The confused deputy problem: An MCP server that holds powerful credentials can be used as a confused deputy — the AI agent causes the server to take actions that the agent itself would not be authorized to take directly. Guard against this by ensuring the server's credentials are scoped to exactly what the intended workflows require, and by building in server-side policy checks that refuse tool calls which exceed the intended use case even if the incoming request is structurally valid.

Tips
- Rotate MCP server credentials (API tokens, OAuth client secrets) on the same schedule as your other service credentials. Treat an MCP server's credentials as a service account, not a personal developer token.
- Implement and log a clear human-readable audit trail for every write-path MCP tool call: who (session identifier), what (tool + arguments), when (timestamp), and what the server returned.
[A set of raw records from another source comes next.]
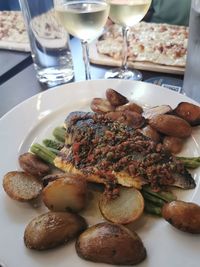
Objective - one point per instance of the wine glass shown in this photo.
(126, 13)
(83, 19)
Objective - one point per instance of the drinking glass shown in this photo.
(126, 13)
(83, 19)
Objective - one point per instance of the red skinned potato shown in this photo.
(30, 163)
(22, 186)
(171, 125)
(115, 98)
(52, 229)
(110, 243)
(66, 193)
(189, 112)
(184, 216)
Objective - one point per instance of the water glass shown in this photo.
(49, 42)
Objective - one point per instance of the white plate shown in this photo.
(33, 120)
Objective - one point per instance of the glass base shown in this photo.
(124, 74)
(55, 76)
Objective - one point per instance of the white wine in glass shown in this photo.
(126, 13)
(83, 19)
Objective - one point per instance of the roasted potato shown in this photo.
(185, 216)
(173, 144)
(151, 133)
(22, 186)
(101, 105)
(131, 107)
(52, 229)
(115, 98)
(125, 208)
(171, 125)
(189, 112)
(30, 163)
(157, 110)
(112, 244)
(66, 193)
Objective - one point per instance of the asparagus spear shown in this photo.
(59, 134)
(53, 144)
(190, 162)
(43, 153)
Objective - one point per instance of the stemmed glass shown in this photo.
(83, 19)
(126, 13)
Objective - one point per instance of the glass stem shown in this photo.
(125, 48)
(86, 59)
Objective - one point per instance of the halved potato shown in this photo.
(51, 229)
(22, 186)
(110, 243)
(126, 208)
(66, 193)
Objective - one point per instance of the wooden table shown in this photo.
(19, 82)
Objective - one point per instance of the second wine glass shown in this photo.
(83, 19)
(126, 13)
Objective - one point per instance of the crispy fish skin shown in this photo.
(100, 149)
(123, 178)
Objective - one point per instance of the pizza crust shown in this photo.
(148, 42)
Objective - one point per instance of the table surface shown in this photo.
(20, 84)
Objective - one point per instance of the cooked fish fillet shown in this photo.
(110, 152)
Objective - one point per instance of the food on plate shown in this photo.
(123, 209)
(151, 112)
(30, 163)
(101, 105)
(109, 152)
(185, 216)
(67, 192)
(190, 162)
(148, 42)
(171, 125)
(116, 99)
(22, 186)
(51, 177)
(110, 243)
(151, 133)
(189, 112)
(52, 229)
(131, 118)
(173, 144)
(130, 106)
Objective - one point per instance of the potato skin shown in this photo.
(115, 98)
(189, 112)
(171, 125)
(110, 243)
(52, 229)
(185, 216)
(30, 163)
(69, 192)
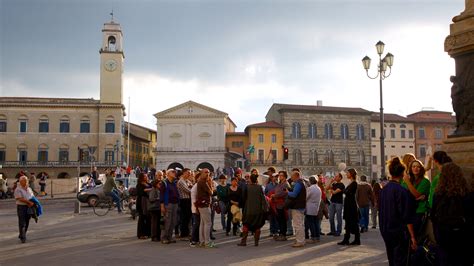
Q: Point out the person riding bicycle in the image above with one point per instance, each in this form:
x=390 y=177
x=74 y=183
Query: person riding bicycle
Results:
x=110 y=189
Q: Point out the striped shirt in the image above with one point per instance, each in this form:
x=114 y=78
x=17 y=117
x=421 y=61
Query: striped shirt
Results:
x=184 y=189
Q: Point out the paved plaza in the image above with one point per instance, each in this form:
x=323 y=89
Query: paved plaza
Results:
x=64 y=238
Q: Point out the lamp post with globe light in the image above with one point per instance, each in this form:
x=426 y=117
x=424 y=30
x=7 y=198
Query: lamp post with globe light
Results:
x=384 y=63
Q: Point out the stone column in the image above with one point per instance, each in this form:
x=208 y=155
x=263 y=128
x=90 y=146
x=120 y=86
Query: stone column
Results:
x=460 y=46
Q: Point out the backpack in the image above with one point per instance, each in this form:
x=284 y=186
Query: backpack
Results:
x=450 y=213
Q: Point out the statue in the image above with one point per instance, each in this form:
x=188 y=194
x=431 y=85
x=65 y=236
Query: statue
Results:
x=462 y=95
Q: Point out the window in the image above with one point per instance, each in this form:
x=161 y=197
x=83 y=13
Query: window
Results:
x=22 y=156
x=237 y=144
x=274 y=156
x=85 y=126
x=3 y=125
x=64 y=126
x=23 y=125
x=422 y=150
x=109 y=156
x=297 y=157
x=63 y=155
x=43 y=156
x=438 y=133
x=313 y=157
x=361 y=157
x=421 y=133
x=344 y=131
x=296 y=130
x=273 y=138
x=328 y=134
x=110 y=126
x=261 y=156
x=2 y=155
x=329 y=157
x=360 y=134
x=346 y=158
x=312 y=132
x=44 y=125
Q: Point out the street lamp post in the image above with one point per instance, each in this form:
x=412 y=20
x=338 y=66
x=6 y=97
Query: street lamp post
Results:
x=387 y=61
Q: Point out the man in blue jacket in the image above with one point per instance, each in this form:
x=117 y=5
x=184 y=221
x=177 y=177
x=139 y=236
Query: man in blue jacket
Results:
x=297 y=205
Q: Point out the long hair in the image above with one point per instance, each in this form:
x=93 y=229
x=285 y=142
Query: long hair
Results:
x=420 y=175
x=452 y=181
x=396 y=168
x=441 y=157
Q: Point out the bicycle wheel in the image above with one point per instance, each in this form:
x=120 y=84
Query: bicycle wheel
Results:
x=101 y=208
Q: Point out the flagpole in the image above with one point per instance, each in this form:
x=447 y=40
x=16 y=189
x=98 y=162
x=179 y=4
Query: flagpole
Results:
x=128 y=134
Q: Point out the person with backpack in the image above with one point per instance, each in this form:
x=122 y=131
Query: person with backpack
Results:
x=396 y=216
x=452 y=216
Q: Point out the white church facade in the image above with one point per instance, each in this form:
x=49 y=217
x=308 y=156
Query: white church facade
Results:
x=192 y=135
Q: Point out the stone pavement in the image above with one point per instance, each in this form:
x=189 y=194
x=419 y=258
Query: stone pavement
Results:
x=61 y=237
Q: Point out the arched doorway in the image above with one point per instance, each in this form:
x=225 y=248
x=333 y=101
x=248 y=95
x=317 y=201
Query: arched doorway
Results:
x=206 y=165
x=64 y=175
x=175 y=165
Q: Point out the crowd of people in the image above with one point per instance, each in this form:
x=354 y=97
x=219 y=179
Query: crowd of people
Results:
x=415 y=211
x=419 y=216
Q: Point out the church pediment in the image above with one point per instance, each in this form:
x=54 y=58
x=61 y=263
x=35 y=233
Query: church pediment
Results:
x=190 y=108
x=175 y=135
x=205 y=135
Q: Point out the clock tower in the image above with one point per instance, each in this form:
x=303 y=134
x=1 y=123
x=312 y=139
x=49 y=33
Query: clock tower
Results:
x=111 y=63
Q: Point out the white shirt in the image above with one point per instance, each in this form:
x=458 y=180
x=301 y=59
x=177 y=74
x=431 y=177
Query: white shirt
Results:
x=194 y=198
x=20 y=192
x=313 y=199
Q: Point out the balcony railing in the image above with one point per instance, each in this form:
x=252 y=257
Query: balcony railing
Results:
x=185 y=149
x=6 y=164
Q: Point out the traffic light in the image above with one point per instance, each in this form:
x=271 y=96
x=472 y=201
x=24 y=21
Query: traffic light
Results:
x=285 y=153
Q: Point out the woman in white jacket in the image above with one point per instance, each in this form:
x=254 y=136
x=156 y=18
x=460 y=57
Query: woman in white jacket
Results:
x=313 y=199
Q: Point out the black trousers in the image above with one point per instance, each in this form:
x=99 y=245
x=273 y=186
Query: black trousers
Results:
x=155 y=224
x=143 y=225
x=282 y=223
x=23 y=220
x=397 y=246
x=185 y=216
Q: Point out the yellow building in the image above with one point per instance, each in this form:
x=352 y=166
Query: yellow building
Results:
x=265 y=145
x=64 y=136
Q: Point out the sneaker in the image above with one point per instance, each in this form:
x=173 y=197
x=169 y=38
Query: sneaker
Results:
x=211 y=245
x=298 y=245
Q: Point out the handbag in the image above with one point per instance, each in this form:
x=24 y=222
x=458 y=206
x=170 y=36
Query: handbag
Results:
x=154 y=200
x=145 y=201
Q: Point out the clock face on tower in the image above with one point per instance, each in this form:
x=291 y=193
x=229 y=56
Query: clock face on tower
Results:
x=110 y=65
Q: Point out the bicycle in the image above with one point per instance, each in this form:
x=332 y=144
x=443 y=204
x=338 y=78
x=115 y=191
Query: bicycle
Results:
x=104 y=205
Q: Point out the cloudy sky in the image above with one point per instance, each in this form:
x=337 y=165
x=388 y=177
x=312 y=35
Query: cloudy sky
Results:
x=239 y=57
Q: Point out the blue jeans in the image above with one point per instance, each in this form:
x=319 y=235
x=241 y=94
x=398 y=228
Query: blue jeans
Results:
x=223 y=207
x=195 y=231
x=312 y=225
x=116 y=199
x=364 y=217
x=273 y=225
x=335 y=209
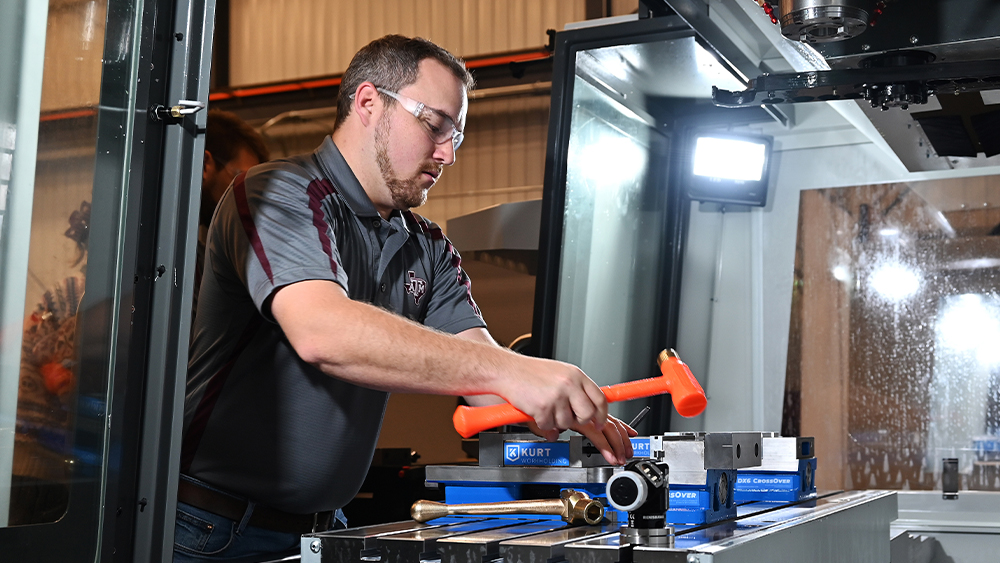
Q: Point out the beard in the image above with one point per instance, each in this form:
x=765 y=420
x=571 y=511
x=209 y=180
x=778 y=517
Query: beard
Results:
x=405 y=193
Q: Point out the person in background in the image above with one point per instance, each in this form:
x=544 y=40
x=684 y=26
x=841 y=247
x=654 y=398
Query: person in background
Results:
x=323 y=292
x=231 y=146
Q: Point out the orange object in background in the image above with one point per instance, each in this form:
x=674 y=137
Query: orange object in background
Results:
x=58 y=378
x=685 y=391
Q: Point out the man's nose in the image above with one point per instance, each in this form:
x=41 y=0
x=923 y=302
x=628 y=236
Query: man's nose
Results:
x=445 y=153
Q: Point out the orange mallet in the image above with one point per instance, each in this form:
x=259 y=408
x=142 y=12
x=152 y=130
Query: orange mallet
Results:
x=687 y=394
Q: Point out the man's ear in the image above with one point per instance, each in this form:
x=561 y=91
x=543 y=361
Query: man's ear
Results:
x=366 y=103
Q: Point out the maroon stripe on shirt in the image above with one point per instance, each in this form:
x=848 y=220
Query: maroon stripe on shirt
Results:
x=318 y=190
x=240 y=193
x=456 y=260
x=192 y=438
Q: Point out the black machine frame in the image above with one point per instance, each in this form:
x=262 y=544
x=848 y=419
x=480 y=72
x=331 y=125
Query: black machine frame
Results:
x=567 y=45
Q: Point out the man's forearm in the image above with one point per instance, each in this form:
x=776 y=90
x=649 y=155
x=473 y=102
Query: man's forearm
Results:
x=373 y=348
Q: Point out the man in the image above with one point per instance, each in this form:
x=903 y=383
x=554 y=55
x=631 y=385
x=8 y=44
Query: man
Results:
x=322 y=293
x=231 y=147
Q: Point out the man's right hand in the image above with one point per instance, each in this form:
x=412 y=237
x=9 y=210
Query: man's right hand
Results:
x=555 y=394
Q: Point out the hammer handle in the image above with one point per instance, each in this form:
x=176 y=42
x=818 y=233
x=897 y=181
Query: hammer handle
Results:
x=677 y=379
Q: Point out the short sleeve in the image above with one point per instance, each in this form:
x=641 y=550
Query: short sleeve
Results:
x=451 y=308
x=281 y=229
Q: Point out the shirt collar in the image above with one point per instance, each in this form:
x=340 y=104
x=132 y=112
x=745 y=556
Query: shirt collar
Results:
x=334 y=165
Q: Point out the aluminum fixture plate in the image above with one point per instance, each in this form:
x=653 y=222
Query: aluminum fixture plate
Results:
x=838 y=528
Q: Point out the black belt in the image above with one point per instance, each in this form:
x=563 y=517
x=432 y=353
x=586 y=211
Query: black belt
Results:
x=265 y=517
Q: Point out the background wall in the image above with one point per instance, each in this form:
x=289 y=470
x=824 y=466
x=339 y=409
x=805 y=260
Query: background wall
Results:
x=276 y=40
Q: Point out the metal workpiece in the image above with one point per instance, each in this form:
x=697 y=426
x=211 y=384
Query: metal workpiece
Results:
x=358 y=544
x=517 y=475
x=421 y=545
x=552 y=546
x=602 y=549
x=783 y=453
x=575 y=507
x=840 y=528
x=485 y=546
x=691 y=454
x=732 y=450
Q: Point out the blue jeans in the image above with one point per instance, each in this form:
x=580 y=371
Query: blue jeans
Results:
x=202 y=536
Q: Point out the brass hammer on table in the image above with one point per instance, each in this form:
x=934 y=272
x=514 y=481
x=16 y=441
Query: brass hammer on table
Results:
x=575 y=507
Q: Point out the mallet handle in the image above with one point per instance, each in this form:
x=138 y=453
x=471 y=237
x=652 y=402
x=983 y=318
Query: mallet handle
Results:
x=687 y=394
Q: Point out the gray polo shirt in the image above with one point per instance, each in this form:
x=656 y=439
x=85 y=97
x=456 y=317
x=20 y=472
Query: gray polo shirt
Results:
x=258 y=421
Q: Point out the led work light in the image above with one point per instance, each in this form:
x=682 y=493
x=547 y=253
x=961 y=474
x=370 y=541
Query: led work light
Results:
x=730 y=169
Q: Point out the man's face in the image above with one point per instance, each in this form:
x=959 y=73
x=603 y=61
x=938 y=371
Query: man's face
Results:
x=216 y=177
x=409 y=161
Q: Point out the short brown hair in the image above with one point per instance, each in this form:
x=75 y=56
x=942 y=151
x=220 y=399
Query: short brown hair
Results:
x=226 y=134
x=393 y=62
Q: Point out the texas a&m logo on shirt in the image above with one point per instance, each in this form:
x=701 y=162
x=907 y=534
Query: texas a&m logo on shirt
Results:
x=416 y=287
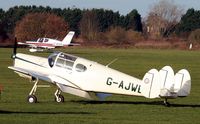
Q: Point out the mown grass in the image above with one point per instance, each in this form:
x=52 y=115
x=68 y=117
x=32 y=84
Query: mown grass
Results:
x=116 y=109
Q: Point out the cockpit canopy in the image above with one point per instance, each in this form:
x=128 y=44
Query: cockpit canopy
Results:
x=62 y=60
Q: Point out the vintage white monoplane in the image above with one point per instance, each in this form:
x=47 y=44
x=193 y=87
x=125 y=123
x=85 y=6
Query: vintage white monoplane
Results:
x=47 y=43
x=81 y=77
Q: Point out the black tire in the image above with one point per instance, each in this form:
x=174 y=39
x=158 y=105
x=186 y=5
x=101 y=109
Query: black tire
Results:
x=167 y=104
x=32 y=99
x=60 y=99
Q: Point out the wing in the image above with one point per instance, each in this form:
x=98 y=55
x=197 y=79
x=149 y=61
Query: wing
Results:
x=25 y=72
x=63 y=84
x=27 y=44
x=38 y=45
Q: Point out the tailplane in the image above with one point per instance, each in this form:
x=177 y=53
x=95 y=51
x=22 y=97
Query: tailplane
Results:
x=68 y=38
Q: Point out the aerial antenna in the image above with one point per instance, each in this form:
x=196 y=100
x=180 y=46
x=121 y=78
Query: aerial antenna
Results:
x=112 y=62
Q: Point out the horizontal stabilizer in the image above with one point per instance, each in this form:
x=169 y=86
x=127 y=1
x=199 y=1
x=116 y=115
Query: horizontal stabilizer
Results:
x=74 y=91
x=102 y=96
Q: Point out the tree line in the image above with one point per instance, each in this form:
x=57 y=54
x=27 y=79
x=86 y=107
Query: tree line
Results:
x=164 y=20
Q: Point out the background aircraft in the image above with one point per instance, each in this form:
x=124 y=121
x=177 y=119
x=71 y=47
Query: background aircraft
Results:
x=47 y=43
x=81 y=77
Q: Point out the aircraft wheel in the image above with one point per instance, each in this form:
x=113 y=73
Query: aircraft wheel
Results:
x=167 y=104
x=32 y=99
x=60 y=99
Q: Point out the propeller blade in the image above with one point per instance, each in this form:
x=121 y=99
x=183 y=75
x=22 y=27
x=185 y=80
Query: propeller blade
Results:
x=15 y=47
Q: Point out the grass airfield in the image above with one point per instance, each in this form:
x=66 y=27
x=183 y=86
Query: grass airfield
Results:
x=116 y=109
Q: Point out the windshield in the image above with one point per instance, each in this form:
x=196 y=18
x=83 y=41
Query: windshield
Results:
x=52 y=58
x=65 y=61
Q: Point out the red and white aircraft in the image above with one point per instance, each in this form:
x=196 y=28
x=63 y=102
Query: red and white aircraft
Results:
x=47 y=43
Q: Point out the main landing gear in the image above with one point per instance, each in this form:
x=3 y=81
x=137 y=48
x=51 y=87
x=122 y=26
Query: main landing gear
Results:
x=33 y=99
x=58 y=97
x=167 y=104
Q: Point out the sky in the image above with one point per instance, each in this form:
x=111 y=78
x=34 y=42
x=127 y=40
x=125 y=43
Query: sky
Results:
x=123 y=6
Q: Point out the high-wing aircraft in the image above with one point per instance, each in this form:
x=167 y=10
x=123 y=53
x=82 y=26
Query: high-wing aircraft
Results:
x=81 y=77
x=47 y=43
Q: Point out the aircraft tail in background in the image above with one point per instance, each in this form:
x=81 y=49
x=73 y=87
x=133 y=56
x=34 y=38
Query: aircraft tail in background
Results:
x=68 y=38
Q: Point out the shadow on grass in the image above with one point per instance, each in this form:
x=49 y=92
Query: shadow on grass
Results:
x=21 y=112
x=136 y=103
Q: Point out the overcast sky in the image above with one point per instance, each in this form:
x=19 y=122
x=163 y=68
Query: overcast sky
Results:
x=123 y=6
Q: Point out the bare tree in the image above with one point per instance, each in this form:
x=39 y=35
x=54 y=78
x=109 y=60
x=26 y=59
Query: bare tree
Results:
x=162 y=18
x=89 y=26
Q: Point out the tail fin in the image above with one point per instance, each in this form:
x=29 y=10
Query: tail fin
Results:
x=151 y=83
x=182 y=83
x=166 y=77
x=68 y=38
x=165 y=84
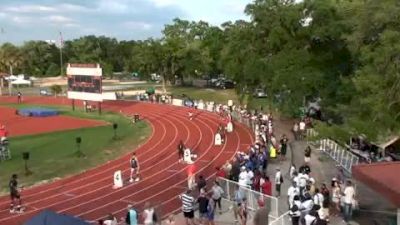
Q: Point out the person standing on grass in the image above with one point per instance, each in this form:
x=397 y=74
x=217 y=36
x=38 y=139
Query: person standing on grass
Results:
x=188 y=207
x=16 y=202
x=19 y=96
x=134 y=168
x=132 y=216
x=217 y=193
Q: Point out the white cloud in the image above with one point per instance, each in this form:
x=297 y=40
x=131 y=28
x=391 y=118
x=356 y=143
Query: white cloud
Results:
x=137 y=25
x=71 y=25
x=116 y=7
x=72 y=8
x=30 y=9
x=164 y=3
x=58 y=19
x=21 y=19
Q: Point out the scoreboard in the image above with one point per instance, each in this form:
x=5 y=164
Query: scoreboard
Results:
x=85 y=82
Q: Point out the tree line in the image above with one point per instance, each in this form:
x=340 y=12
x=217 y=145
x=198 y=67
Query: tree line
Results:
x=345 y=52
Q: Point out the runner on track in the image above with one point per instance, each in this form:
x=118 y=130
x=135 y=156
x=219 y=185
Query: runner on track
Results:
x=16 y=202
x=134 y=168
x=181 y=148
x=191 y=110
This is essential for post-incident analysis.
- Never store MCP server credentials in the same repository as the MCP server source code. Use your standard secrets management infrastructure (Vault, AWS Secrets Manager, environment variables injected at runtime).
- When evaluating third-party MCP servers from the community, review their source code specifically for credential handling and what external calls they make. A malicious MCP server could exfiltrate data from tool arguments or fabricate results.